A informação sobre a ameaça de cancelamento de negócios é do jornal local "The Jakarta Post" e teria acontecido depois que a presidente Dilma Rousseff se recusou a receber as credenciais do novo embaixador indonésio, Toto Riyanto. A tensão entre os dois países vem aumentando desde o episódio com o brasileiro condenado à morte por tráfico de drogas.

O contrato com a fabricante brasileira de aviões prevê a entrega de 16 aviões militares Super Tucano, dos quais ainda faltam entregar oito, segundo a Embraer. A empresa, com sede em São José dos Campos (SP) foi procurada na tarde desta terça-feira (24), mas não comentou o assunto.

Outra empresa que pode ser afetada é a Avibras, que em setembro de 2013 fechou um contrato de R$ 900 milhões com a Indonésia para o fornecimento de lança-mísseis.

A empresa bélica seria responsável pelo fornecimento de um número estimado de 80 conjuntos Astros até 2016 ao país- o conjunto inclui veículos lançadores e de remuniciamento, radares, comando e controle de viaturas para o radar, além do conjunto de munições. De acordo com a Avibras, metade da encomenda foi entregue.

Para o presidente da empresa, Sami Hassuani, o problema não deve afetar os negócios da Avibras. "Estamos tranquilos, com a convicção de que tudo vai se resolver. Tanto que não temos nenhum plano de contingência, não vislumbramos esse cenário de retaliação comercial ou rompimento diplomático. Eu acredito no bom senso dos políticos dois dois países, que tem mais que uma relação de fornecedor e cliente, mas de parceria", disse ao G1.

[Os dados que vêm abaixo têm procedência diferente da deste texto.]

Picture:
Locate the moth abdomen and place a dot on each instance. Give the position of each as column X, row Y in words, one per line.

A empresa passa por uma crise, com os cerca de 1,5 mil trabalhadores com os salários atrasados desde dezembro, e se sofrer retaliação por conta do incidente, pode ter a crise agravada.

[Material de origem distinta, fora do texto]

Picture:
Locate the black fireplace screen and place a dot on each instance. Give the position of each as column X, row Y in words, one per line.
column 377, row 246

O presidente da Avibras esteve em Brasília nesta terça-feira para tratar dos débitos com os funcionários. "Acionei o governo para tentar resolver isso e creio que estamos caminhando. Pedi empréstimos rápidos apenas para quitar a dívida com os trabalhadores", afirmou. Os trabalhadores estão em férias coletivas até o dia 3 de março.